L’insoutenable légèreté de la maladresse
Il y a déjà une semaine je m’étais rendu à l’hommage républicain à Samuel Paty. Pour la circonstance, j’avais revêtu l’écharpe de maire de Chancelade. J’étais le seul parmi une centaine de briscards des luttes les plus diverses mais assurément généreuses.
Au pied de l’Arbre de la Liberté, à Périgueux, s’ouvrit un ballet de prises de paroles qui, rapidement, se transforma en tribune de toutes les récupérations idéologiques aux doctrines aux liens douteux avec la cause de cette assemblée.
Le mégaphone hardiment porté comme au bon vieux temps des contestations étudiantes ou syndicales, les gauches version puzzle se succédaient signifiant autant d’élans balayant toutes les revendications du moment.
Nous fîmes un tour du monde des contestations, du Texas à la Chine, du Pass sanitaire au nucléaire, et j’en passe.
Quelques fidèles s’en émurent, certains se retirèrent ; je demeurais de marbre quoique secoué par cette récupération pour le moins puérile mais contraire à toute bienséance à l’endroit du sujet initial, à savoir Samuel Paty.

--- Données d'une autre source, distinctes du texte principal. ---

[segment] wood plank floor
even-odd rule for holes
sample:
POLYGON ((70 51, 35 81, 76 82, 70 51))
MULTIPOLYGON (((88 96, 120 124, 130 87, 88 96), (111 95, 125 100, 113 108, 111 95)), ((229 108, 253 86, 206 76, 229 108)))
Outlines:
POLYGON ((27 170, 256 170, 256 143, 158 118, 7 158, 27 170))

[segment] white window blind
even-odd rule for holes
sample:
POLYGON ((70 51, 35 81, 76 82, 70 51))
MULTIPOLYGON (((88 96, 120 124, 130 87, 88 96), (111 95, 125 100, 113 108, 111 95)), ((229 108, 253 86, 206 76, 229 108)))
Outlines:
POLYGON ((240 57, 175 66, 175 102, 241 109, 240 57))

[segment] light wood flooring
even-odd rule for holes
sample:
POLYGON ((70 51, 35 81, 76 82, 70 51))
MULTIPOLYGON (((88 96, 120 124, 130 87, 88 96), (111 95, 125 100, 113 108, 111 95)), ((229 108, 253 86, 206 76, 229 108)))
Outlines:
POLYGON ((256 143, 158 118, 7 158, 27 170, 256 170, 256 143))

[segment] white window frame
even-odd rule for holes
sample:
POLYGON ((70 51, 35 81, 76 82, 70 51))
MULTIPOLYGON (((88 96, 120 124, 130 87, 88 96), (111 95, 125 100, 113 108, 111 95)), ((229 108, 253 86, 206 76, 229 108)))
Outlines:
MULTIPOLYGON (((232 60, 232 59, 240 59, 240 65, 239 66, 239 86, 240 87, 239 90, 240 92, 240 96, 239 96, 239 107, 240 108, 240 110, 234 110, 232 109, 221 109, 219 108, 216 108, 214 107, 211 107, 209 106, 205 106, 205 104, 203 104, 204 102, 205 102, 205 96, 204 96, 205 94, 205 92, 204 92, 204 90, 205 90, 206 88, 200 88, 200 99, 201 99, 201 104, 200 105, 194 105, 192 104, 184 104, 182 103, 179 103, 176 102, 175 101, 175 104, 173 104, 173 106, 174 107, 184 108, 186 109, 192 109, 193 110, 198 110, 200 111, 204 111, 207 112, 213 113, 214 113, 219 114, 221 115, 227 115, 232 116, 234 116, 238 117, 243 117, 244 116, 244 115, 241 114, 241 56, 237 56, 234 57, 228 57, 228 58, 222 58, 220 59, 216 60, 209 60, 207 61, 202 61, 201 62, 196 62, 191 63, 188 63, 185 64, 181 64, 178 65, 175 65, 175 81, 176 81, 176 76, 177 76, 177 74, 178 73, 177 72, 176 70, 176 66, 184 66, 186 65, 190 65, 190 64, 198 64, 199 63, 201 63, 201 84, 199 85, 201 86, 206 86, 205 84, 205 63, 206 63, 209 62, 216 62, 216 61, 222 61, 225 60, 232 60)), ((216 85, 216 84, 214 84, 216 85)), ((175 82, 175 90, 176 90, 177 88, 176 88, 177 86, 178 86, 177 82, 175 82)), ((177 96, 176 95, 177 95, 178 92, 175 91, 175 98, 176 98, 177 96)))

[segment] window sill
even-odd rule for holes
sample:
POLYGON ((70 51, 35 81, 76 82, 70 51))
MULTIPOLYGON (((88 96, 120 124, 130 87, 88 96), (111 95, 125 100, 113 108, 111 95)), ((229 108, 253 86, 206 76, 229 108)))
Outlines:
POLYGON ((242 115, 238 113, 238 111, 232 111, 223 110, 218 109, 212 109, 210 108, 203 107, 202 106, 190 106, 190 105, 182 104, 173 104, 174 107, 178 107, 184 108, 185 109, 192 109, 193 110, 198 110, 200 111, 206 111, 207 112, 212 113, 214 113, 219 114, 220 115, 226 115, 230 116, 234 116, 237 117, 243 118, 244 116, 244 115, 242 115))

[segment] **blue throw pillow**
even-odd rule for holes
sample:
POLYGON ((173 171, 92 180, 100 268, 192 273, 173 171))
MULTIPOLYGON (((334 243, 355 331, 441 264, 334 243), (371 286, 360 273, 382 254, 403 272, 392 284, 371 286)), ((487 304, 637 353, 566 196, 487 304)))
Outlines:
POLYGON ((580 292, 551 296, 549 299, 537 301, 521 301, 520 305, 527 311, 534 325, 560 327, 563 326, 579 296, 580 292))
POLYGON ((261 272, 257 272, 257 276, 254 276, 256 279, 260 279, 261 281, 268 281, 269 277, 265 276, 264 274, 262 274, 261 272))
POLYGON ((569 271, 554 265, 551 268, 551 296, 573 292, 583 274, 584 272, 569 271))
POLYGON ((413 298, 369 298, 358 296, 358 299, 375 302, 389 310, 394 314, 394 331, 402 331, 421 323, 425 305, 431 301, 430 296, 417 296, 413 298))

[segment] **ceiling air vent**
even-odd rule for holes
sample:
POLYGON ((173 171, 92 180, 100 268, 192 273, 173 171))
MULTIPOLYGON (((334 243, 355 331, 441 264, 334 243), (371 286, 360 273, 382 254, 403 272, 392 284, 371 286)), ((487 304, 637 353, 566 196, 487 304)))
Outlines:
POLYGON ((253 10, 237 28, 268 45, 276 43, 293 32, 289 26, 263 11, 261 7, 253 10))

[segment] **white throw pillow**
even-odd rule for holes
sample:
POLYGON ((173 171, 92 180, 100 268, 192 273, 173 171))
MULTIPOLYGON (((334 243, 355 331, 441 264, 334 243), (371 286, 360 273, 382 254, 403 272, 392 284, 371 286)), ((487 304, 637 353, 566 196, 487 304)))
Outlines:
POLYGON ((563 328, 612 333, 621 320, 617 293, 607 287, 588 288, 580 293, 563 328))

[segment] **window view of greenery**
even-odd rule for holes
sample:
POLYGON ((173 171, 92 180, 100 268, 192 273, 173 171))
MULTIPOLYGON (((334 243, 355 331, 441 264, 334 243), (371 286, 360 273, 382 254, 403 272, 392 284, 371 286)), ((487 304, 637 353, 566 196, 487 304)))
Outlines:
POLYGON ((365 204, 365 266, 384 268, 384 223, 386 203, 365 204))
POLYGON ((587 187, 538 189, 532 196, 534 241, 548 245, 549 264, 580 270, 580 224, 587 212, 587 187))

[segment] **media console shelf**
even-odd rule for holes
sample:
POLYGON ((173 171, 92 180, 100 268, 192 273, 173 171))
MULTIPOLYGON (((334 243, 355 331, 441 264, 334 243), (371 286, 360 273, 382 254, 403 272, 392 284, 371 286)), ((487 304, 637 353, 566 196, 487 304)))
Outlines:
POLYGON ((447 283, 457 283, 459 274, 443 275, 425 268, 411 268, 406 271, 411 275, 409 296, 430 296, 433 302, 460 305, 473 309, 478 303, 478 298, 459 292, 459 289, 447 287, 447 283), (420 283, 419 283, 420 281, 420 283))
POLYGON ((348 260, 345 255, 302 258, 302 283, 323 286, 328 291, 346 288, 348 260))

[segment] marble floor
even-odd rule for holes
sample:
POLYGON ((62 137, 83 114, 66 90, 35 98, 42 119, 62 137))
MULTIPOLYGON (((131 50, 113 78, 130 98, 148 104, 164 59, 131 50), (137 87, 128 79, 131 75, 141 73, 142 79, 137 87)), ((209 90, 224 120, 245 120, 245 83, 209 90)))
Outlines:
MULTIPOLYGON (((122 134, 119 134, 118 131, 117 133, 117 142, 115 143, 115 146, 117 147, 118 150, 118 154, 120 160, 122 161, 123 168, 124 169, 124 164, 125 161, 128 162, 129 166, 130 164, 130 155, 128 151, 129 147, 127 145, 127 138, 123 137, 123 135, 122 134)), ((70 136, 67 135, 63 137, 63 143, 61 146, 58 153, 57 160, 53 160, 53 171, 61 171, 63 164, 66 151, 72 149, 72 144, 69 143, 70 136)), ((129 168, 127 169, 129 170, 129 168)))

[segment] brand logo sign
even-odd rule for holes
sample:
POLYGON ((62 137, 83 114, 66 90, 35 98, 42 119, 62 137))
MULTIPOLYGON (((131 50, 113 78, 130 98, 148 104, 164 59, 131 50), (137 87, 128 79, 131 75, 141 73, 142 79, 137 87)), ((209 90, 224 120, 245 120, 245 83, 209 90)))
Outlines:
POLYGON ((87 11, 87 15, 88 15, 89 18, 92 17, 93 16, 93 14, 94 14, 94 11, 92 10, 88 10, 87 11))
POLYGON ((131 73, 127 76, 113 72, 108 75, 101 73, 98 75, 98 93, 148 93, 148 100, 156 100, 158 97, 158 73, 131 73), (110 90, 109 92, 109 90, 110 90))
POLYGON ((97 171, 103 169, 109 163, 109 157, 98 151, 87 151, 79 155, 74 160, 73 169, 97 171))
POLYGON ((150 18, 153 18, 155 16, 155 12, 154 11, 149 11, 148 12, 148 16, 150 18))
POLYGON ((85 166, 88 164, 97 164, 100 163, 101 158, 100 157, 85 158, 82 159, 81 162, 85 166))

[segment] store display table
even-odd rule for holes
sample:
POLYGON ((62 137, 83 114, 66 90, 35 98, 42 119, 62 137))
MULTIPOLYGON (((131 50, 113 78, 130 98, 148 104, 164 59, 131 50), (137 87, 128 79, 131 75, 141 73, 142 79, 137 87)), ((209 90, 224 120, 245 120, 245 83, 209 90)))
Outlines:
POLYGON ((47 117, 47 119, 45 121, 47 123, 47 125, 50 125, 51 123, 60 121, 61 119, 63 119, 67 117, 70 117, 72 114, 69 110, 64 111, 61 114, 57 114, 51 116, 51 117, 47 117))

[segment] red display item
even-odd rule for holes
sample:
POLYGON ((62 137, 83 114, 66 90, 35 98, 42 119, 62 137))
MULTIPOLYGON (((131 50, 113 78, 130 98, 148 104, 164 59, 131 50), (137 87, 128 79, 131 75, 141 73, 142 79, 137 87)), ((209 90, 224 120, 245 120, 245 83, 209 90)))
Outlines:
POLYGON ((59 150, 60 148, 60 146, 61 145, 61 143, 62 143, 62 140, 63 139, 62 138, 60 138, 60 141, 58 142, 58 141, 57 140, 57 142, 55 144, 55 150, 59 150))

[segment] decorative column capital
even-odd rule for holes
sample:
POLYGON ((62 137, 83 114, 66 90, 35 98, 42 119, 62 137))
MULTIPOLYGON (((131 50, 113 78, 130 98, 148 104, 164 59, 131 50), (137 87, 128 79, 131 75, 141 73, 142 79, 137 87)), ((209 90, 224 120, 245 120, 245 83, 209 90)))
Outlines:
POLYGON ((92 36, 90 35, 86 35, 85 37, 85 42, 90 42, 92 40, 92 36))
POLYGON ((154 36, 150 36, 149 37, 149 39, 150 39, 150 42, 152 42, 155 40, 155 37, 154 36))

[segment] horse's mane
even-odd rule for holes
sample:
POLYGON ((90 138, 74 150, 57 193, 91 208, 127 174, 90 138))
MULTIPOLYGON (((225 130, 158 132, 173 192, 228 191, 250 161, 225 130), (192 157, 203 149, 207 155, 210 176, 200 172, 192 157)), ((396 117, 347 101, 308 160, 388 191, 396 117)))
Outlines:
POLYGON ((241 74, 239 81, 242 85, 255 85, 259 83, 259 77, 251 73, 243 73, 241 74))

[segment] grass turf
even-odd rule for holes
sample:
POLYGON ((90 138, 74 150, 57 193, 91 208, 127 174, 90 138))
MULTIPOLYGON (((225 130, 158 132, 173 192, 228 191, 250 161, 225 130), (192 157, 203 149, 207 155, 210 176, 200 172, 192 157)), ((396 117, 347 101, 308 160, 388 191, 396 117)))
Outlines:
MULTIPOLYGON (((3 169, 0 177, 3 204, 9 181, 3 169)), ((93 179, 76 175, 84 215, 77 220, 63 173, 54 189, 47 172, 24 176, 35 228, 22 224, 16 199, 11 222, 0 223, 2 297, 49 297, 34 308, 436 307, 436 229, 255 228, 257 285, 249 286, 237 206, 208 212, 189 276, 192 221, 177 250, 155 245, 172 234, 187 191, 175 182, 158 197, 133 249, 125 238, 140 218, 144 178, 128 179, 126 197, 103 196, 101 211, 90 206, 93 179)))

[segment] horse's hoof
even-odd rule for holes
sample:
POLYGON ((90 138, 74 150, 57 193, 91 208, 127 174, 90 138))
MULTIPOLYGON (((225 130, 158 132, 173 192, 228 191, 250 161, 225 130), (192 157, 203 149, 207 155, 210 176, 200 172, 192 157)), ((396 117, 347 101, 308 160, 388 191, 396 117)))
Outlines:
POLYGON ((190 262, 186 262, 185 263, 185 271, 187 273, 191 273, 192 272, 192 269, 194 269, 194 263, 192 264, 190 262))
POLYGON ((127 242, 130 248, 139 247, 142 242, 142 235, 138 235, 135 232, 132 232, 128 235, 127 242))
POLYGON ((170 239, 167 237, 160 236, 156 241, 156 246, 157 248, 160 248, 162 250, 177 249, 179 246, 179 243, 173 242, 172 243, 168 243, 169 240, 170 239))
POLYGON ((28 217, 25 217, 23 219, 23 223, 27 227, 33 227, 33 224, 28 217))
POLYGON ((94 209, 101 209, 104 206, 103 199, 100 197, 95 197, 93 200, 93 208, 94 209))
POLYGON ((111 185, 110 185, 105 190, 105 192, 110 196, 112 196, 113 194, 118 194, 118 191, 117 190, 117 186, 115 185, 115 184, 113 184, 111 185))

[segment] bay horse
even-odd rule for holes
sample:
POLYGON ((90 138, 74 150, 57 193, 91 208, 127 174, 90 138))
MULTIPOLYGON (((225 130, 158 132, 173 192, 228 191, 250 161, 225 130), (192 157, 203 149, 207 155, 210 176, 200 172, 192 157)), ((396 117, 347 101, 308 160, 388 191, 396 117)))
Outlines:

Face à cette généreuse maladresse, je me retrouvais avec l’hommage qui fut celui des Chanceladaises et Chanceladais, il y a un an.
Je parle de ce qui m’aide à vivre, de ce qui est bien.
Ainsi s’exprimait Paul Elluard.
Combien, en ce jour, l’exercice est difficile.
Combien en ce jour, tout propos devient maladroit.
Combien en ce jour, la page reste blanche… et l’air cendré.
Nous sommes seuls et muets, glacés et carbonisés à la fois.
Nous ne sommes que des humains soumis à notre tragique condition.
Que nous reste-t-il face à l’insondable ?
Que nous reste-t-t-il face à l’indéfinissable ?
Que nous reste-t-il face à l’énigme des ténèbres ?
Samuel Paty, un enseignant, un homme avant tout, a été atrocement assassiné par un autre homme.
Vous me permettrez de ne pas revenir sur cet acte inqualifiable et qui me donne la nausée.
Dans son roman, La Condition humaine, André Malraux définit ses personnages comme des « types de héros en qui s’unissent la culture, la lucidité et l’aptitude à l’action ».
Pourtant, dans ce drame existentiel, l’espoir persiste.
Si l’homme ne saurait dépasser son destin, échapper à sa condition, il peut, en revanche, faire de sa mort une apothéose de la fraternité. Celle-ci repousse le néant de la vie humaine en s’appuyant, comble du paradoxe, sur le néant de la mort.
C’est, tragiquement et symboliquement, une des leçons de cette épreuve intime qui, à travers Samuel Paty, doit nous guider sur le chemin de l’espoir en la nature humaine.
Ce chemin c’est celui des valeurs humanistes, de la tolérance, de la bienveillance.
Ce chemin c’est celui des valeurs universelles de Liberté, d’Égalité et de Fraternité.
Comme l’a joliment écrit le poète :
« A nous de faire en sorte que la nuit se fasse clarté ».